Ele ia entrando numa dessas lanchonetes modernas, de muito acrílico e esmaltes, em pleno Cambuí Nobre, quando foi abordado, na porta, por um mendigo:
--- Boa tarde, senhor; será...
Ao verificar que se tratava de figura ainda relativamente nova e, portanto, em condições de pegar no pesado, chegou a pensar numa descompostura. Porém, optou por outra estratégia:
--- Muito bem – diz – se você está com fome eu te pago um sanduíche.
--- Ora – o pedinte chega a recuar – o que é isso, doutor? Eles não me deixam entrar aí.

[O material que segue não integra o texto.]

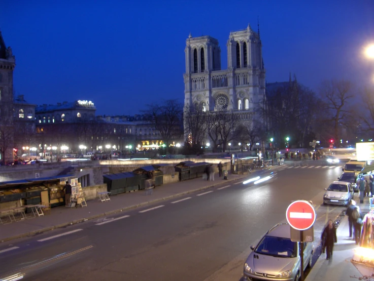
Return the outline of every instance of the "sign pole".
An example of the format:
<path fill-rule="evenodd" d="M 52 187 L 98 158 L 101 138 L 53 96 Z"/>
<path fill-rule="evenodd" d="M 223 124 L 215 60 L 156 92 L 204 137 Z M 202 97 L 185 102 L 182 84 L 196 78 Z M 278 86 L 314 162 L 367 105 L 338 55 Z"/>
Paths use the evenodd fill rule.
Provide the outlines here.
<path fill-rule="evenodd" d="M 303 240 L 302 232 L 303 230 L 300 231 L 300 261 L 301 264 L 300 265 L 300 281 L 304 281 L 304 242 Z"/>

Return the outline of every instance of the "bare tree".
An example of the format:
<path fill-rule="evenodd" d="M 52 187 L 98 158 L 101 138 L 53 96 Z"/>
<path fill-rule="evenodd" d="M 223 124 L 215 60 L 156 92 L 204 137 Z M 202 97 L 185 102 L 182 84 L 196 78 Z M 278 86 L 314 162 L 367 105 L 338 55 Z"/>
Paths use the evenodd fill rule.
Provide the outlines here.
<path fill-rule="evenodd" d="M 191 144 L 201 144 L 207 135 L 208 130 L 208 114 L 200 110 L 191 111 L 185 108 L 184 133 L 190 135 Z"/>
<path fill-rule="evenodd" d="M 334 138 L 339 139 L 339 124 L 351 113 L 348 109 L 348 101 L 353 97 L 351 93 L 351 82 L 345 80 L 325 81 L 320 88 L 321 96 L 330 113 L 330 119 L 333 123 Z"/>
<path fill-rule="evenodd" d="M 222 144 L 222 151 L 226 151 L 227 143 L 235 138 L 234 132 L 239 124 L 238 116 L 232 112 L 222 111 L 209 113 L 208 134 L 213 142 L 214 150 Z"/>
<path fill-rule="evenodd" d="M 176 136 L 180 136 L 182 132 L 183 106 L 177 100 L 167 100 L 162 103 L 147 105 L 147 109 L 142 111 L 146 118 L 151 121 L 158 131 L 166 144 L 166 152 L 170 140 Z"/>

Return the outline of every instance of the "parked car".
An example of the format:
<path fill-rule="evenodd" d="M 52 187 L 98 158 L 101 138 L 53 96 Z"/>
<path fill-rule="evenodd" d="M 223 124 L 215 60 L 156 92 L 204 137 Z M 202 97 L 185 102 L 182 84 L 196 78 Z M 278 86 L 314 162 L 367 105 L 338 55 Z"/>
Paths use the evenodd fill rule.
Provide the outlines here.
<path fill-rule="evenodd" d="M 300 243 L 291 240 L 290 225 L 277 224 L 262 237 L 244 264 L 244 280 L 298 280 L 300 275 Z M 312 243 L 304 243 L 304 268 L 311 267 Z"/>
<path fill-rule="evenodd" d="M 334 204 L 348 205 L 349 200 L 353 198 L 353 188 L 350 182 L 334 181 L 328 188 L 325 188 L 323 195 L 323 205 Z"/>
<path fill-rule="evenodd" d="M 342 175 L 337 178 L 338 181 L 346 181 L 350 182 L 353 188 L 353 191 L 355 192 L 358 192 L 358 186 L 356 183 L 357 176 L 355 173 L 346 172 L 343 173 Z"/>

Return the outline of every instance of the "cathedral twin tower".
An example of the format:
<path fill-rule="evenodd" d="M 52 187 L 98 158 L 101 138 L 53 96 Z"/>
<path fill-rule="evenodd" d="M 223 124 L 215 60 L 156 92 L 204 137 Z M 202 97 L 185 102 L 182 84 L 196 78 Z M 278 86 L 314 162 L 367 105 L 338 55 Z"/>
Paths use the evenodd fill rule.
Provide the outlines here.
<path fill-rule="evenodd" d="M 227 69 L 221 69 L 218 41 L 210 36 L 186 41 L 184 74 L 185 106 L 190 110 L 232 110 L 241 118 L 253 119 L 265 100 L 265 69 L 258 33 L 249 25 L 230 32 Z"/>

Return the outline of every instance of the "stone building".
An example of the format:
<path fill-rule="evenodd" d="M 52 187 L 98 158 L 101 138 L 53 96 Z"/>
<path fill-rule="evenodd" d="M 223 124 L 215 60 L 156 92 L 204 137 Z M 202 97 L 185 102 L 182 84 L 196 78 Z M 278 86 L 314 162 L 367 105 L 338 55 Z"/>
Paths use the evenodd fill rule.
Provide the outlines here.
<path fill-rule="evenodd" d="M 249 25 L 230 32 L 227 69 L 224 70 L 218 40 L 190 34 L 185 49 L 185 106 L 202 111 L 232 110 L 242 119 L 254 119 L 256 107 L 265 101 L 265 71 L 259 33 Z"/>

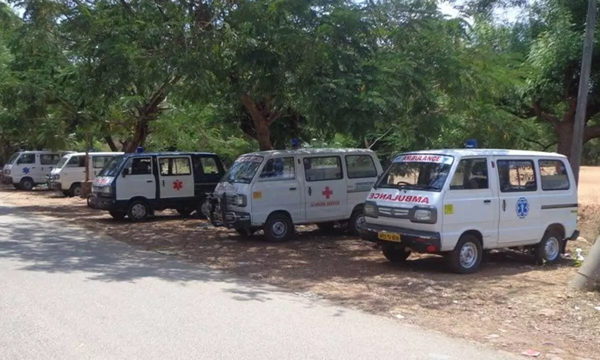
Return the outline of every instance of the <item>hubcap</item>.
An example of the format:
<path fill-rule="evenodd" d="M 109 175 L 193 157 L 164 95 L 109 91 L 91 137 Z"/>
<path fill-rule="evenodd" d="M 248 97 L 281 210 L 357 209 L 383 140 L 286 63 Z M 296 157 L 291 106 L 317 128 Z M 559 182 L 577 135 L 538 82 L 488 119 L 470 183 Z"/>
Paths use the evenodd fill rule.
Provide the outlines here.
<path fill-rule="evenodd" d="M 359 215 L 356 217 L 356 220 L 354 222 L 354 226 L 357 229 L 359 229 L 364 227 L 366 223 L 367 218 L 365 217 L 365 215 Z"/>
<path fill-rule="evenodd" d="M 477 247 L 472 242 L 467 242 L 460 249 L 460 265 L 470 269 L 477 261 Z"/>
<path fill-rule="evenodd" d="M 142 204 L 136 204 L 131 208 L 131 215 L 136 219 L 141 219 L 146 216 L 146 206 Z"/>
<path fill-rule="evenodd" d="M 271 226 L 271 232 L 275 238 L 283 238 L 287 232 L 287 224 L 283 221 L 275 221 Z"/>
<path fill-rule="evenodd" d="M 559 256 L 560 251 L 560 246 L 559 244 L 559 239 L 554 236 L 546 240 L 546 244 L 544 245 L 544 257 L 546 260 L 554 260 Z"/>

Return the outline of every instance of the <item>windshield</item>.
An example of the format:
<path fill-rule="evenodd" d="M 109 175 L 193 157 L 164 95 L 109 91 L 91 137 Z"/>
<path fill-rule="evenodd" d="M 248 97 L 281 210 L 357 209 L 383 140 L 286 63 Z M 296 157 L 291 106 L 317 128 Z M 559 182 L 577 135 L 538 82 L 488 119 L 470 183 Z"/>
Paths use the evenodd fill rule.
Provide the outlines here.
<path fill-rule="evenodd" d="M 439 155 L 399 155 L 375 187 L 440 191 L 454 161 Z"/>
<path fill-rule="evenodd" d="M 250 184 L 254 177 L 256 170 L 262 163 L 262 156 L 241 156 L 233 163 L 229 170 L 225 173 L 221 181 L 226 182 L 243 182 Z"/>
<path fill-rule="evenodd" d="M 118 155 L 110 160 L 110 162 L 102 168 L 100 172 L 98 173 L 98 176 L 116 176 L 118 175 L 121 163 L 123 161 L 124 155 Z"/>
<path fill-rule="evenodd" d="M 17 158 L 19 157 L 19 155 L 20 154 L 20 152 L 15 152 L 14 154 L 13 154 L 12 156 L 10 157 L 10 158 L 8 159 L 8 161 L 7 162 L 7 164 L 12 164 L 13 163 L 14 163 L 14 160 L 16 160 Z"/>
<path fill-rule="evenodd" d="M 55 169 L 62 169 L 62 167 L 67 163 L 67 160 L 69 160 L 69 158 L 70 157 L 68 155 L 64 156 L 61 158 L 61 160 L 59 160 L 56 166 L 54 167 Z"/>

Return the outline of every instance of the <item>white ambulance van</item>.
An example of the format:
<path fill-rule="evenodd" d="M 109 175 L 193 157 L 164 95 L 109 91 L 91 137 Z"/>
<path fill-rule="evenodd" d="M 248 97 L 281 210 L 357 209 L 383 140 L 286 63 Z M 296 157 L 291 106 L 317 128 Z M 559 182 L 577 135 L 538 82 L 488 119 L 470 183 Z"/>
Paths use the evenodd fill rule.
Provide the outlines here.
<path fill-rule="evenodd" d="M 576 239 L 577 188 L 556 153 L 460 149 L 401 154 L 365 202 L 361 237 L 390 261 L 412 251 L 443 254 L 474 272 L 483 251 L 523 248 L 553 263 Z"/>
<path fill-rule="evenodd" d="M 2 181 L 17 189 L 31 190 L 36 185 L 46 184 L 61 158 L 70 152 L 47 150 L 15 152 L 2 169 Z"/>
<path fill-rule="evenodd" d="M 298 224 L 329 230 L 347 223 L 358 235 L 362 203 L 382 172 L 377 155 L 365 149 L 247 154 L 233 163 L 203 211 L 215 226 L 242 236 L 262 229 L 271 241 L 289 239 Z"/>
<path fill-rule="evenodd" d="M 124 152 L 90 152 L 88 153 L 88 172 L 90 181 L 113 158 Z M 50 188 L 61 191 L 65 196 L 81 195 L 81 184 L 85 181 L 85 152 L 73 152 L 62 157 L 48 176 Z"/>
<path fill-rule="evenodd" d="M 92 184 L 91 207 L 113 218 L 141 221 L 155 211 L 200 212 L 207 193 L 225 173 L 212 152 L 136 152 L 115 157 Z"/>

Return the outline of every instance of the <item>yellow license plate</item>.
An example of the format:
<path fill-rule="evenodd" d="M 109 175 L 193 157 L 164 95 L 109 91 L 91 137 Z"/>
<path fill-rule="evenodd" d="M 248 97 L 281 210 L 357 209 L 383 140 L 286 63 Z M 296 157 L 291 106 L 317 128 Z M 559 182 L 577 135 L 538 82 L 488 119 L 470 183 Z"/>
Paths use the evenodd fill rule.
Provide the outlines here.
<path fill-rule="evenodd" d="M 379 232 L 377 233 L 377 238 L 380 240 L 387 240 L 388 241 L 395 241 L 397 242 L 400 242 L 400 234 L 397 234 L 394 233 L 383 233 Z"/>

Constatando o efetivo precário estado de apresentação do coitado, o outro aponta:
-- Então você espera ali na beira da calçada que vou pegar algo para matar sua fome. Pode ser um cheesebúrger?
--- Um o que?
--- Um sanduíche de pão com carne e queijo. Pode?
--- Sabe, doutor – o miserável saca as palavras – se eu lhe disser o senhor nem vai acreditar.
--- Não vou?
--- Não vai...
--- Então vamos lá, diga.
--- Eu não estou com fome.
--- Ah, está vendo? – Havia um tom moralista na exclamação – Já vi tudo, você não está pedindo esmola para comer. E se não quer comer, o que quer, naturalmente, é beber.
--- Eu sou um mendigo – o camarada torna – porém não sou mentiroso. O senhor tem razão.
--- Em que eu tenho razão? – O sujeito se desconcerta.
--- Eu, de fato, quero beber, quero um trago. Ali mesmo – aponta para o outro lado da rua, onde havia um boteco não inteiramente sórdido, até por causa do bairro, mas quase.
--- Francamente – o executivo suspira, arrancando a carteira do bolso de trás da calça – não sei onde estou com a cabeça. Mas tudo bem.
Ao entregar a nota de dez reais o pedinte, vendo-a, arregala os olhos, tomado pela surpresa, enquanto o doador observa:
--- Mas fique sabendo que estou vendo que você é um cara forte, com todas as condições de estar trabalhando, não é mesmo?
--- Mas doutor...
--- Nada de mas doutor. O que está acabando com sua vida é a maldita da cachaça, sabia?
--- É que pobre não tem vez...
--- Papo furado. Pode não ter vez em outros países do Terceiro Mundo, mas não aqui no Brasil.
--- Mas doutor... Catorze milhões de desempregados...
--- Deixe de queixumes, pois aqui pobre tem vez sim. Não está vendo o caso do Lula? Era um miserável que vivia comendo terra lá pelo Nordeste. No entanto migrou para São Paulo, subiu na vida e chegou a presidente da República. É verdade que um presidente da República muito do incompetente, que jogou o Brasil no caos e na merda. Mas ele mesmo está bem, riquíssimo e, se escapar da cadeia, vai gozar a vida por cima da carne seca.
Terminado o minidiscurso, nosso herói para de falar, se vira e vai entrando na lanchonete de luxo. Só que o mendigo o chama:
--- Por favor, doutor.
--- Vamos lá, o que é, agora?
O molambento, ainda com a cédula de 10 paus na mão, aponta:
--- Será, doutor, que o senhor não poderia me descolar uma linguicinha daquelas que estão fritando ali?
--- Ué – a resposta sai dura – você não acabou de me dizer que não estava com fome e que desejava apenas um trago?
--- Eu sei – o coitado sorri – mas é que não sei beber sem um tira-gosto..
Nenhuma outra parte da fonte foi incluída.